Но выбор всё равно есть.

Должен быть.

Должен же быть какой-то выбор?

Аббаньяно говорит, что вот эта неясность, какой сделать выбор, это и есть наша свобода, в этом-то все мы и одинаковы, на этой неясности выбора и держится наше сосуществование.

Так он говорит, со-существование.

Солидарность на основе неопределенности всего и именно поэтому.

Но со-существовать можно только с живой экзистенцией, т. е. с живым иным существованием в образе человека.

Вот тут-то и встаёт вопрос: вовк это живая экзистенция или неодушевленная эссенция?

Можно с ним со-существовать или надо к нему относиться как к ничто?

Конкретному временному ничто и всеобщему постоянному?

Подъём ноги уже болит. Быстро же тело начинает отказывать. Гораздо быстрее, чем душа или что там внутри. Ну это так всегда в начале.

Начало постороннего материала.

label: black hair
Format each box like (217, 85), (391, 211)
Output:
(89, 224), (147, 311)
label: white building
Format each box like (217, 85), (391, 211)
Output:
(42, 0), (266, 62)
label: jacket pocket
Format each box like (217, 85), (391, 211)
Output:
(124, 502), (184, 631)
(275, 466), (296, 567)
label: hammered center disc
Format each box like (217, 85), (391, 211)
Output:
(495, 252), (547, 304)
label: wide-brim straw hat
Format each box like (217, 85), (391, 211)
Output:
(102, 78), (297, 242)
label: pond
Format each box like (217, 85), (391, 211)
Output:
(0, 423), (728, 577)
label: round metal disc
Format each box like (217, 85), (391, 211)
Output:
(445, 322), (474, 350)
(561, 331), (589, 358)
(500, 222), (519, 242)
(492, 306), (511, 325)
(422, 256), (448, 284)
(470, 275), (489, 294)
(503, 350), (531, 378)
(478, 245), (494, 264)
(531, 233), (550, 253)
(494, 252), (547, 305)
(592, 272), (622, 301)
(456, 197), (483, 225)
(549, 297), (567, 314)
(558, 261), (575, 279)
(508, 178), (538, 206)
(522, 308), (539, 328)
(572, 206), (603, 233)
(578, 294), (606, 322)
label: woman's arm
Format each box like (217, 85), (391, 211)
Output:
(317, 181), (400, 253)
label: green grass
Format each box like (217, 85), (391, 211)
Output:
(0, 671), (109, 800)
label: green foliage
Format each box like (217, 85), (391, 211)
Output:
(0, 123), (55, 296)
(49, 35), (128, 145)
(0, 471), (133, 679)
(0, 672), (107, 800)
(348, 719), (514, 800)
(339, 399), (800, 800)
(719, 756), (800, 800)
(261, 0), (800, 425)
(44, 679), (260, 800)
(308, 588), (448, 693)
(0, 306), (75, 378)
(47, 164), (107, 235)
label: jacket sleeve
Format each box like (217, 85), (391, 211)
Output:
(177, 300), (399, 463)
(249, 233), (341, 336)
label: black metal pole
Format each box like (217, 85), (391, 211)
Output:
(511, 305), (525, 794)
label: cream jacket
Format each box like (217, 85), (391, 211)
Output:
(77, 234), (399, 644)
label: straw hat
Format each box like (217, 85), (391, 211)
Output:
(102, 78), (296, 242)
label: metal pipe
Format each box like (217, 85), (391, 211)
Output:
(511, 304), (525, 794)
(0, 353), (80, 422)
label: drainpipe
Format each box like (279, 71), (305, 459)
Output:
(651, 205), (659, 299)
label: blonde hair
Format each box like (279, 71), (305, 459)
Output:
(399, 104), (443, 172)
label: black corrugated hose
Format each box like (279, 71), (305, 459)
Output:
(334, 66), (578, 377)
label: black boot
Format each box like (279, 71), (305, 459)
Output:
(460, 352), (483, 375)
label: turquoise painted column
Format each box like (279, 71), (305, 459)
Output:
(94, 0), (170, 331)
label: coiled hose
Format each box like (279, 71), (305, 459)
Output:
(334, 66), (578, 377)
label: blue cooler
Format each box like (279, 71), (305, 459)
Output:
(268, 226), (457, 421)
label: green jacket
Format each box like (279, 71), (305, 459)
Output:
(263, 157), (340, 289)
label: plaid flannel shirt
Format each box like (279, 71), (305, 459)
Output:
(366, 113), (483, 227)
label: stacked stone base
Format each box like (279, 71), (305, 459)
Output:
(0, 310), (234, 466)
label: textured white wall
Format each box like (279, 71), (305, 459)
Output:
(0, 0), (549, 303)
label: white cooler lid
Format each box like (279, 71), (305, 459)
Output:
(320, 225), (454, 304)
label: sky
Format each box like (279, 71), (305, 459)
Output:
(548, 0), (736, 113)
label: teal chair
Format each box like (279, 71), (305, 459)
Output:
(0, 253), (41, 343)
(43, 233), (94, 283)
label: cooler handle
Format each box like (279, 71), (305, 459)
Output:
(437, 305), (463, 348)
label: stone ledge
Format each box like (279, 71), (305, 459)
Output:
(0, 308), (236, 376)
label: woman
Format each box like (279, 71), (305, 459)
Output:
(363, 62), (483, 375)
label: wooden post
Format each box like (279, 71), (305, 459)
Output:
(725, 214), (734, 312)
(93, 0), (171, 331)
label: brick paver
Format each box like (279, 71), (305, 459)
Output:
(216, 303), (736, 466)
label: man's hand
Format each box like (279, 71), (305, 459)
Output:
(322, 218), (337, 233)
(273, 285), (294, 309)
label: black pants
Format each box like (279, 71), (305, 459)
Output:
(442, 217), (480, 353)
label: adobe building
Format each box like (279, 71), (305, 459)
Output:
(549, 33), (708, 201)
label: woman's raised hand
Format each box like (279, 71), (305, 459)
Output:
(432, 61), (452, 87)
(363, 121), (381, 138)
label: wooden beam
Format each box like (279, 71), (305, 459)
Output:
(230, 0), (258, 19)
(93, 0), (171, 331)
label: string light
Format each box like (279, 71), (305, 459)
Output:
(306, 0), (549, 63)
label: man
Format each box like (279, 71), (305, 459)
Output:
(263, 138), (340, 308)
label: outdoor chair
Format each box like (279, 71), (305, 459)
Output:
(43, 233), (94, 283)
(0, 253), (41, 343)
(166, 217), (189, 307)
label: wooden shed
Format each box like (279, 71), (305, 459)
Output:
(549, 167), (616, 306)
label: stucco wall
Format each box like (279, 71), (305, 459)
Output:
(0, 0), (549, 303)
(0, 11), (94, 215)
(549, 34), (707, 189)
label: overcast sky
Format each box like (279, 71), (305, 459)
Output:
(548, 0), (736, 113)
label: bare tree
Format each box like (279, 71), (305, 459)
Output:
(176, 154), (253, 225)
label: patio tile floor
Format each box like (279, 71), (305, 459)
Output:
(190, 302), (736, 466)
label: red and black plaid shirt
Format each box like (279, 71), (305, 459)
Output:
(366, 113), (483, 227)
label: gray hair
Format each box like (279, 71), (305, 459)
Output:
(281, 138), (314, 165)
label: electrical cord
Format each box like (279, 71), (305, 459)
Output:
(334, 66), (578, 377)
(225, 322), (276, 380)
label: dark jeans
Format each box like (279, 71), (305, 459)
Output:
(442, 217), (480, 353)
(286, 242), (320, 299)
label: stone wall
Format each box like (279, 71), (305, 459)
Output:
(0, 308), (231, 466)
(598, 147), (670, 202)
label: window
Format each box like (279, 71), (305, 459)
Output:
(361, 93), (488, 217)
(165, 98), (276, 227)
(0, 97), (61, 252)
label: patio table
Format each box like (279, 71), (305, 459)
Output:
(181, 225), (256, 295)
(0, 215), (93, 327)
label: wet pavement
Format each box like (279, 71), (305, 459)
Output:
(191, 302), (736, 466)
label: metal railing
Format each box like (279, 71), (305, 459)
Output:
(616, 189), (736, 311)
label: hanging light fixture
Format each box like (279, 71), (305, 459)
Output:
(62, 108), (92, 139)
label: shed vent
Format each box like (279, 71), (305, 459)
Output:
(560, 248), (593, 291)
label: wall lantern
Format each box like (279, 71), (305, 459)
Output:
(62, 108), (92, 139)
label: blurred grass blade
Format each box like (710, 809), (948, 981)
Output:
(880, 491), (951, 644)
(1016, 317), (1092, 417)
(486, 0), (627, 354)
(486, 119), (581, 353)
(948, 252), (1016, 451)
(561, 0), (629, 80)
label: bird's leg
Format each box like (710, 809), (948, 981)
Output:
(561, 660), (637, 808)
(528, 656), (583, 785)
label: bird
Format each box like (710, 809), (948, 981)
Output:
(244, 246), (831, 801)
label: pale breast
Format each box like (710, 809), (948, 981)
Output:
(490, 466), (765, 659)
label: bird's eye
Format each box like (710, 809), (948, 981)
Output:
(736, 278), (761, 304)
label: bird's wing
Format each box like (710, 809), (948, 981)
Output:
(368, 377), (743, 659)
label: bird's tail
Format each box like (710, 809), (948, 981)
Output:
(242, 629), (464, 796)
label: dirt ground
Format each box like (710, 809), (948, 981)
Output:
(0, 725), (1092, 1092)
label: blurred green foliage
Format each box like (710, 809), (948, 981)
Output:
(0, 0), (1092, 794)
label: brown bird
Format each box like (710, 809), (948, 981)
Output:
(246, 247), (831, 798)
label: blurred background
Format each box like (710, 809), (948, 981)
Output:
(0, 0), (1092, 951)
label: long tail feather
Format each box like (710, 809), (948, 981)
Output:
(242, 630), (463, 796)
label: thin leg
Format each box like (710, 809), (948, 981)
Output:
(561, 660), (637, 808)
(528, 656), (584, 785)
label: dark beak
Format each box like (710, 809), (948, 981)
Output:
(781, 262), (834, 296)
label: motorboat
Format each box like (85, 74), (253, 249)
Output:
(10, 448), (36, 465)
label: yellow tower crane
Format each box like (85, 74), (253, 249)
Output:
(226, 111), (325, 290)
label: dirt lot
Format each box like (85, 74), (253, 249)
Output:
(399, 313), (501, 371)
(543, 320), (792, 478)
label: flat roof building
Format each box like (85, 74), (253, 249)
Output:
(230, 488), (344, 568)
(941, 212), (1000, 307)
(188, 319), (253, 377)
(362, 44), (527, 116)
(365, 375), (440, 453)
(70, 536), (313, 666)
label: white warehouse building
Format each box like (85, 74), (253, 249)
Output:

«Под шкафом тоже. Под этим и под тем».

«Есть, товарищ старший сержант!».

С наслаждением скидываю щётку с ноющей ноги и хватаюсь за шкаф, чтоб отодвинуть его с дороги.

«Щётку надеть».

«Есть, товарищ старший сержант!»

Так.

Ладно.

Надеваю.

Ну как тут со-существовать, синьор Аббаньяно?

Отодвигаю шкаф.

Тру белый квадрат под ним.

До блеска котовых яиц.

Но блестит он слабо.

«Вяло трёте. Больше энергии».

Потом, уже в другой жизни, точно так же будет говорить Господин Третий Год из ленинградской тусовки поэтов, только глагол там будет другой: не «вяло трёте», а «вяло пишете». А в остальном будет та же каптёрка шесть на шесть и дрочка пола под шкафом. Но это потом.

Ладно.

Тру.

Ну что же там Аббаньяно?

Вот он считает, что самое главное из всего, в чём живет человек, это время, и что именно благодаря времени у человека появляется множество возможностей, пока в один неожиданный момент время вдруг не иссякает.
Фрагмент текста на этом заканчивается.